21 - Aus dem Schatten

89 8 6
                                    

Ruby riss den Kopf hoch. Ihr Vater kam tatsächlich auf sie zu und er hatte diesen Gesichtsausdruck, den er auch immer bekam, wenn er sie mit Alexej beim Knutschen erwischte. Angestrengt suchte sie im Gewühl nach ihrer Mutter. Die leuchtend roten Haare hätten wie eine Flamme aus all dem Schattenjäger-Schwarz hervorstechen müssen, doch sie konnte Clary nirgendwo entdecken.

"Oh, das wird hässlich...", raunte sie Victor zu. "Er kann nerviger sein als eine Horde Pitbulls..."

Victor sagte etwas zu ihr, doch Ruby verstand seine Worte nicht, denn Edward betrat die Bibliothek wieder. Wann hatte er den Raum verlassen? Und warum sah sein Gesicht so besorgt aus?

Sie setzte sich auf und starrte ihn aus zusammengekniffenen Augen an, wie er sich im Raum umsah, als suche er jemanden, und dann zielstrebig auf Jace zumarschierte, der gezwungenermaßen mit jedem ein paar Worte wechselte, und es deshalb noch nicht zu Ruby und Victor geschafft hatte. Edwards Hand zögerte einen kurzen Moment, bevor er Rubys Vater am Ärmel packte und ihn mit sich von den anderen weg zog. Sie sah Jaces Augen groß werden, sie sah ihn, wie er Edward anstarrte, etwas sagte, laut, aber unverständlich in dem Stimmengewirr, und den jungen Schattenjäger dann mit einem Faustschlag zu Boden streckte, der ihn noch zwei Meter weiter über das Parkett schlittern ließ.

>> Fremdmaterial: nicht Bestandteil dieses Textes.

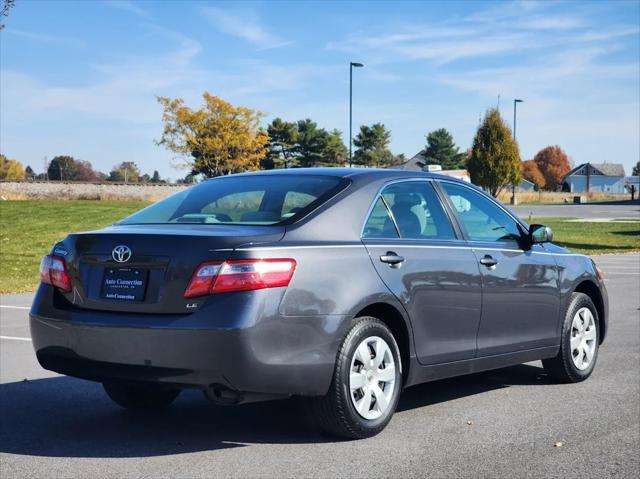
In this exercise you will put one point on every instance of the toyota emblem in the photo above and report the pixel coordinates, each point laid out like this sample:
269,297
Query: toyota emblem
121,253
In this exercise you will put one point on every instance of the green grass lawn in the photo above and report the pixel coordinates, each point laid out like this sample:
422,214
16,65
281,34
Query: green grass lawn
28,230
594,238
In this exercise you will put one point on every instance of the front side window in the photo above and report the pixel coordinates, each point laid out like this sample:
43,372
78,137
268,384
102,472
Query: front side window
249,200
481,217
416,210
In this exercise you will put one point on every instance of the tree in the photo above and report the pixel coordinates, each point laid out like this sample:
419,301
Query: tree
283,137
311,143
494,161
84,171
62,168
216,139
125,172
441,150
554,164
67,168
11,169
334,153
29,173
372,146
7,5
531,172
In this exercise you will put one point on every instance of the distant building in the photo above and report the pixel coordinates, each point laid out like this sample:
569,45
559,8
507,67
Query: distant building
632,181
524,186
601,177
417,163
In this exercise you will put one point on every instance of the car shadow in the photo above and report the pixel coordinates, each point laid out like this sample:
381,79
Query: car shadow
67,417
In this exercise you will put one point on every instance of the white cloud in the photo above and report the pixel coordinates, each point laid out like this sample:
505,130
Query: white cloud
244,25
128,6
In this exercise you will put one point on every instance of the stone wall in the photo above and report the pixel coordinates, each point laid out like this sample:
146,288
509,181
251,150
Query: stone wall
59,190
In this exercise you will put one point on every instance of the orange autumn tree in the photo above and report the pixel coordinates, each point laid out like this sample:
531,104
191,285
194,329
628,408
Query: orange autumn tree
531,172
216,139
554,164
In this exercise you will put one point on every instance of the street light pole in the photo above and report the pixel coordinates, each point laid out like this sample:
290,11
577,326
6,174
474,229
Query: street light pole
513,183
351,65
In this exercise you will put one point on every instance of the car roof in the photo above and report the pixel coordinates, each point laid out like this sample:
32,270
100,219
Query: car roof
359,173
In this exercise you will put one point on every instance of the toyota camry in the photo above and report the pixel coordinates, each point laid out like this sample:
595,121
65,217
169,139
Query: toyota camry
341,285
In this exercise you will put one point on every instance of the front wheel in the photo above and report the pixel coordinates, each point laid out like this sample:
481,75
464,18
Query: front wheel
579,342
140,396
366,383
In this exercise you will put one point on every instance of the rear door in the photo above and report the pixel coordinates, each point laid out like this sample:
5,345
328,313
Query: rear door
417,252
520,302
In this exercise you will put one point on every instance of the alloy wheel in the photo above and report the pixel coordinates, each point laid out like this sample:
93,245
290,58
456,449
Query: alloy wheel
372,377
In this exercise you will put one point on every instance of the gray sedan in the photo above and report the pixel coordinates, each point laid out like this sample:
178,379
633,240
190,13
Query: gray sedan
342,285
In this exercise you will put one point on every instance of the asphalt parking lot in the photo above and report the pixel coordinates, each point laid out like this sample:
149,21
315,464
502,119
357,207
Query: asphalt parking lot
610,210
503,423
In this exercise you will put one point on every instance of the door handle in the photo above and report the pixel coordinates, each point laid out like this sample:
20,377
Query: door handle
488,261
391,258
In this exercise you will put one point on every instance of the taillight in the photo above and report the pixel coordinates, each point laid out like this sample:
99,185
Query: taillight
53,271
240,275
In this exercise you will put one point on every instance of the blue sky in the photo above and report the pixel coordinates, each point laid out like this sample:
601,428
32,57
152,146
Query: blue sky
80,78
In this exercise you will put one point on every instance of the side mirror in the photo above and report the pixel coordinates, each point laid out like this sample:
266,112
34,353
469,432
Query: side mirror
540,234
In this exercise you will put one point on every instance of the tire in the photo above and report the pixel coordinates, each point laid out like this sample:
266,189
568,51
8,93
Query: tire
579,342
381,382
140,396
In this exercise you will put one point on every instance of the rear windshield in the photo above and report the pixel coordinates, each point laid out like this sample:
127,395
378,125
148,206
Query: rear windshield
245,200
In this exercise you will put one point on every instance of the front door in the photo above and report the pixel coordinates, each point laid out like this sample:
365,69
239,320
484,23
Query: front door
520,294
418,254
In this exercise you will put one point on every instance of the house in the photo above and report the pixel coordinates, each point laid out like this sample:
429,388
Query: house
417,163
595,178
524,186
630,181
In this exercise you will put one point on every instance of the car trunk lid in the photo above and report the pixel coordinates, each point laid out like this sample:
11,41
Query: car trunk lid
146,268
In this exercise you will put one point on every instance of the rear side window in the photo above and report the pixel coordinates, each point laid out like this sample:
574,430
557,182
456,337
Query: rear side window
416,210
250,200
481,217
379,224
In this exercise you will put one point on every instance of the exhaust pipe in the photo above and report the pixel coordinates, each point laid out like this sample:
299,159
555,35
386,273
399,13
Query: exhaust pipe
224,395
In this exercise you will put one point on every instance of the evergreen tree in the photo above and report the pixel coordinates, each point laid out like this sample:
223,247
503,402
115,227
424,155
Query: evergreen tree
442,150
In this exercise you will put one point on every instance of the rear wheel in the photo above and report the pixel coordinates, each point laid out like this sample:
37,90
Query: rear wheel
579,343
132,395
366,383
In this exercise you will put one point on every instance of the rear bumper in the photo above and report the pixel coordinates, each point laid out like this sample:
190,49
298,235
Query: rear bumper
264,353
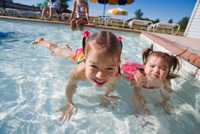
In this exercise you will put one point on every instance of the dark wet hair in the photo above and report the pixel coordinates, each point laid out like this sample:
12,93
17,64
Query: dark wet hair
171,60
102,40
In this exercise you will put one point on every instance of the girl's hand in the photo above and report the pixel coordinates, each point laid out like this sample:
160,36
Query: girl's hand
38,40
140,79
68,113
109,100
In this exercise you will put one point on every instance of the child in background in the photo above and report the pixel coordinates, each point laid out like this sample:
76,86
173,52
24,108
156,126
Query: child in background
80,14
100,65
53,6
156,73
65,52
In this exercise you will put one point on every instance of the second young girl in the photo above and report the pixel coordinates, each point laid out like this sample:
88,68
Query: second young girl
153,76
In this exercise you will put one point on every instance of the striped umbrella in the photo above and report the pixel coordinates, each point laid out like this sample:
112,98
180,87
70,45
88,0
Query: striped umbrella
112,2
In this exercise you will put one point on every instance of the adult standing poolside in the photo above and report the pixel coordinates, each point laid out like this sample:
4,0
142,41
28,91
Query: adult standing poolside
80,14
52,6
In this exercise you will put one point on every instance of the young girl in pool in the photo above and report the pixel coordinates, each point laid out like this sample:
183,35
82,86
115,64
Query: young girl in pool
80,14
100,65
153,76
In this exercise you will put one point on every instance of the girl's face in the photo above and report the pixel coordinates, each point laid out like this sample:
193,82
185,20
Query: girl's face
100,67
156,68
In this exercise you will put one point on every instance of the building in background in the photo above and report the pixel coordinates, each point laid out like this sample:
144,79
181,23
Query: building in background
193,27
11,4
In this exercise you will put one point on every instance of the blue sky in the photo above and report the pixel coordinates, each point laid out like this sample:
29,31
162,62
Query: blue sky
161,9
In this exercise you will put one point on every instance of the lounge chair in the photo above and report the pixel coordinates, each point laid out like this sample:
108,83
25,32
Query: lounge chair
141,24
167,26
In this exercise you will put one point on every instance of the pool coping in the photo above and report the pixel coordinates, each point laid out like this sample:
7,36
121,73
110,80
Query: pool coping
65,23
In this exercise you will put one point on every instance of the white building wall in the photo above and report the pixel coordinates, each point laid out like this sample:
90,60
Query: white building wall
193,27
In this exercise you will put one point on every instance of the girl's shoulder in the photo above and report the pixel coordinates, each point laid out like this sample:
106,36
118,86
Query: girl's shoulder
79,71
130,68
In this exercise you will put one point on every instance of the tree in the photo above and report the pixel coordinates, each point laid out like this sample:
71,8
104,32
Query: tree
64,6
170,21
138,14
156,21
183,23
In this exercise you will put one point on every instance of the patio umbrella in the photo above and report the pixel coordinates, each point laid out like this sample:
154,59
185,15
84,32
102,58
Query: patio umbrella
117,11
112,2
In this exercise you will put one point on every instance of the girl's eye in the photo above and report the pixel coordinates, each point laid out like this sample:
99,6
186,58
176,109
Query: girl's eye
110,69
94,67
152,66
163,68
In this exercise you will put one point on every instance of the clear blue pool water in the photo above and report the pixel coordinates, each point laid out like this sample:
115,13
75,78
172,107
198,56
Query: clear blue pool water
32,86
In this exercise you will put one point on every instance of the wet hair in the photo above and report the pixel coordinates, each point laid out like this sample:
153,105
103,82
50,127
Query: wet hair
103,40
172,61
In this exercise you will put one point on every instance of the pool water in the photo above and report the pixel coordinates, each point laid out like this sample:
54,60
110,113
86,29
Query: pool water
33,81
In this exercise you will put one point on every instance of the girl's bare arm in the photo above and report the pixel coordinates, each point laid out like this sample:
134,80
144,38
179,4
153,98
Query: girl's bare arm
138,98
65,52
76,75
166,93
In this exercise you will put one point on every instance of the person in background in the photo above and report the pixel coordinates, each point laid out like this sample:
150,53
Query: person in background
53,6
80,14
151,81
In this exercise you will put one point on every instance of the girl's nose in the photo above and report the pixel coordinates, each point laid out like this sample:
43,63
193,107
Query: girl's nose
156,69
100,75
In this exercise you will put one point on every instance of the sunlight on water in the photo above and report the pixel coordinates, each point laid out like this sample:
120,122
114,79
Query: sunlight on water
32,86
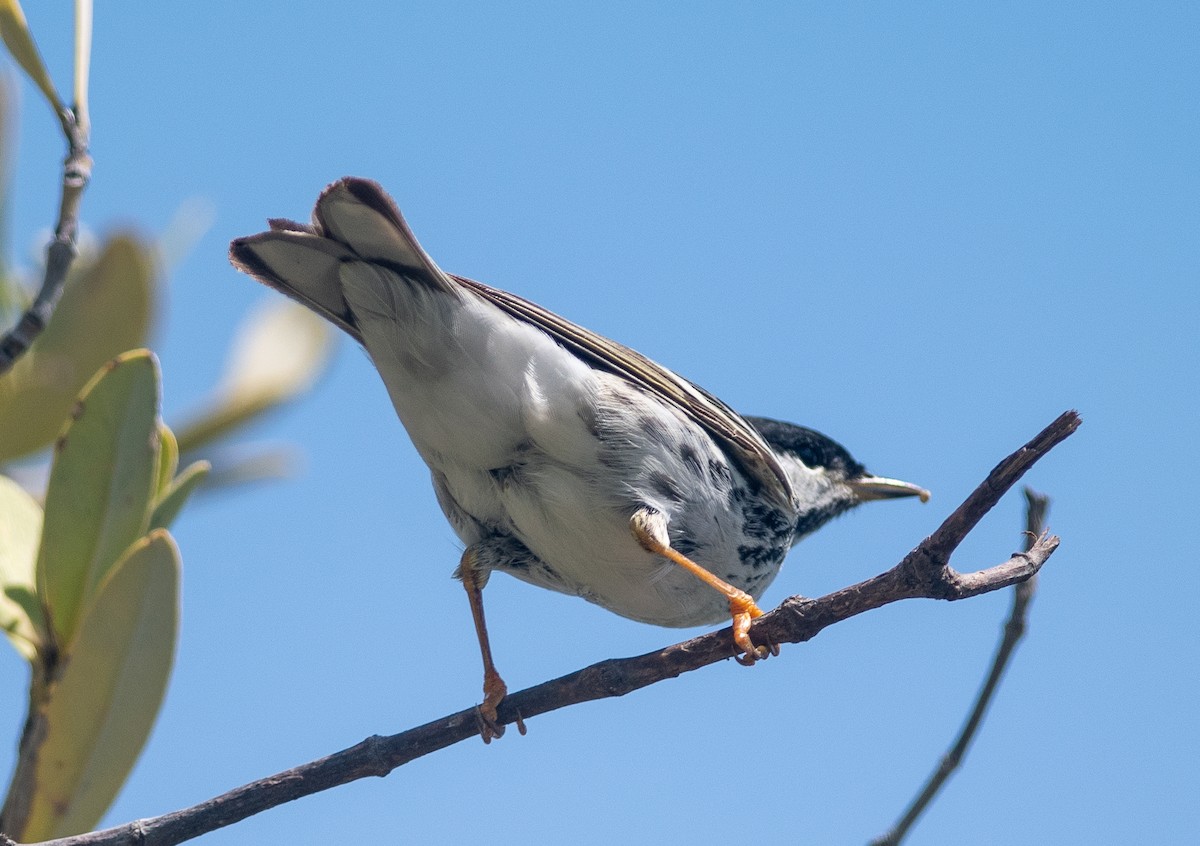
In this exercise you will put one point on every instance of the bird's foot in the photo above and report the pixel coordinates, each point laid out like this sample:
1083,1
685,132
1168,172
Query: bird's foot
745,611
495,690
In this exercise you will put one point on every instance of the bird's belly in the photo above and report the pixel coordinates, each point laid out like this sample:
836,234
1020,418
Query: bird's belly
581,544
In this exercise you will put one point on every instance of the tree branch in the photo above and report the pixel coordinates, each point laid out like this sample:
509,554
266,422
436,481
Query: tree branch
1014,629
924,573
61,252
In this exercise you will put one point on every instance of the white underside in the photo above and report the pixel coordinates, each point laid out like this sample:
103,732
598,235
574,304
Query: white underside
480,391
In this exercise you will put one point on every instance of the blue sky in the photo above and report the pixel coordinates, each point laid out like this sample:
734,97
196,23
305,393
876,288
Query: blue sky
925,229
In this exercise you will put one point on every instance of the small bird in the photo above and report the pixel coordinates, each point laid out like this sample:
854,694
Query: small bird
558,456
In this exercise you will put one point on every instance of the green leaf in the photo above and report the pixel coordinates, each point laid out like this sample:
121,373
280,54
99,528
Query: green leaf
172,501
21,526
280,351
101,709
105,310
101,485
19,41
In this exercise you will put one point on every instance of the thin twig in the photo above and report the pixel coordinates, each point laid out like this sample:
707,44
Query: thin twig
76,175
796,621
1037,505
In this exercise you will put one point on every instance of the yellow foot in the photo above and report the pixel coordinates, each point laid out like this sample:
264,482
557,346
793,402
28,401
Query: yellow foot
495,690
744,612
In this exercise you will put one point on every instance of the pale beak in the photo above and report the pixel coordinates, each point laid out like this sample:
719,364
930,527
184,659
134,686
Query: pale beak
877,487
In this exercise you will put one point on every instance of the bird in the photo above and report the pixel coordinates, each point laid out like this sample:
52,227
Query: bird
558,456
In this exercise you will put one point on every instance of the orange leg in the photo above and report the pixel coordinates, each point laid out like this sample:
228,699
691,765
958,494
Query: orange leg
495,689
649,528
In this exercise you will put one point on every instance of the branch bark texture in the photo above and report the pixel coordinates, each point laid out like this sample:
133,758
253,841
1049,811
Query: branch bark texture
924,573
61,252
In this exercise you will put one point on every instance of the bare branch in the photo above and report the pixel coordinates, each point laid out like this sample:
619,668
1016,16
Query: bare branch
796,621
1014,629
61,252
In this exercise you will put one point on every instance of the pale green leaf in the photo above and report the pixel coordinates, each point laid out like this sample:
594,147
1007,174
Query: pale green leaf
105,310
101,485
19,41
100,712
173,498
168,459
279,353
21,526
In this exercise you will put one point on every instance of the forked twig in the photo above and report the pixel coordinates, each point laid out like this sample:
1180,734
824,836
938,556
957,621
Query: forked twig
925,573
1037,505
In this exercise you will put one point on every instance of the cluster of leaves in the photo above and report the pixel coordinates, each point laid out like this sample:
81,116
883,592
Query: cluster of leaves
89,571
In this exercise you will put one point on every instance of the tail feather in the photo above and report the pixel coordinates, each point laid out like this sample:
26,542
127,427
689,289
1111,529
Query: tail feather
305,267
353,220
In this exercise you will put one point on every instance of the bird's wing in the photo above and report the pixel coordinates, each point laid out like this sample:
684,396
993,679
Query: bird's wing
355,220
731,431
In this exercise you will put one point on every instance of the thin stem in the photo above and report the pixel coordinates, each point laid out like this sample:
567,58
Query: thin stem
61,252
1014,629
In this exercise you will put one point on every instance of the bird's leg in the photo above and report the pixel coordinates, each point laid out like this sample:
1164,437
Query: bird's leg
495,689
649,528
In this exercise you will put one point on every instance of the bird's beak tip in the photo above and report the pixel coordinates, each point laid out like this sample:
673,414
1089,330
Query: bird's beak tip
880,487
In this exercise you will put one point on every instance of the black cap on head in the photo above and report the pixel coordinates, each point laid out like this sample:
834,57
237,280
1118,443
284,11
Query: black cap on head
809,445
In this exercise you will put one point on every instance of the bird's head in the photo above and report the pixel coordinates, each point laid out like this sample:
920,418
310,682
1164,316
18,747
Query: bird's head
825,475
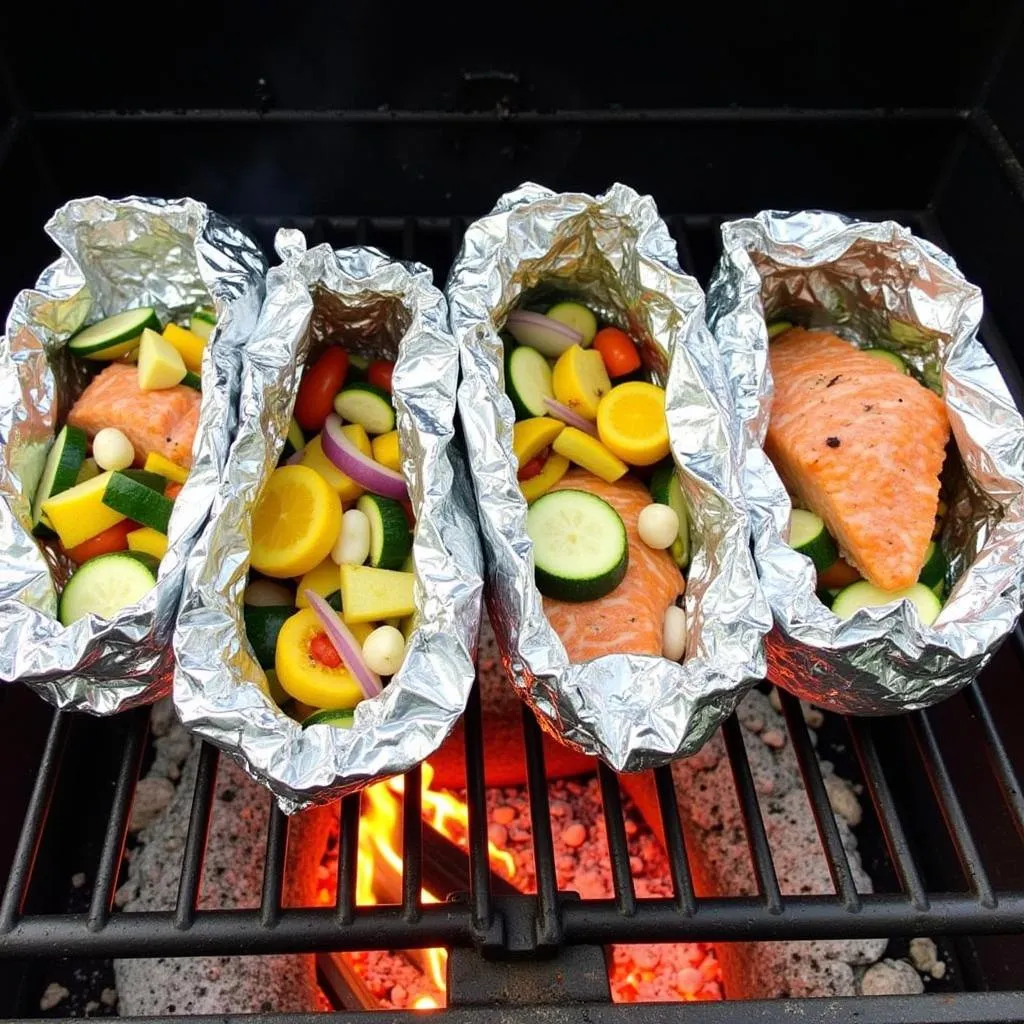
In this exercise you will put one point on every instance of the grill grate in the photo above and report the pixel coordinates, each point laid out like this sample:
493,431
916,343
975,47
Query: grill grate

Victor beugte sich vor. "Uh, da hat sich wohl jemand vorgestellt mit 'Hi ich bin Edward und hab ihre Tochter geküsst'."

Ruby verpasste ihm einen halbherzigen Ellbogenstoß. "Das ist nicht witzig", murmelte sie und stemmte sich vom Boden hoch. "Absolut nicht witzig... Irgendwas ist nicht in Ordnung!" Sie konnte es jetzt fühlen, wie eine düstere Wolke.

Um Jace und Edward hatte sich schon eine fast undurchdringliche Wand aus Schattenjägern gebildet, die alle herauszufinden versuchten, was geschehen war. Sie musste schieben und drängeln, um nach vorn zu kommen und erntete mehr als nur einen unfreundlichen Kommentar darüber, was die Jugend von heute sich erlauben würde. Aber es war ihr egal.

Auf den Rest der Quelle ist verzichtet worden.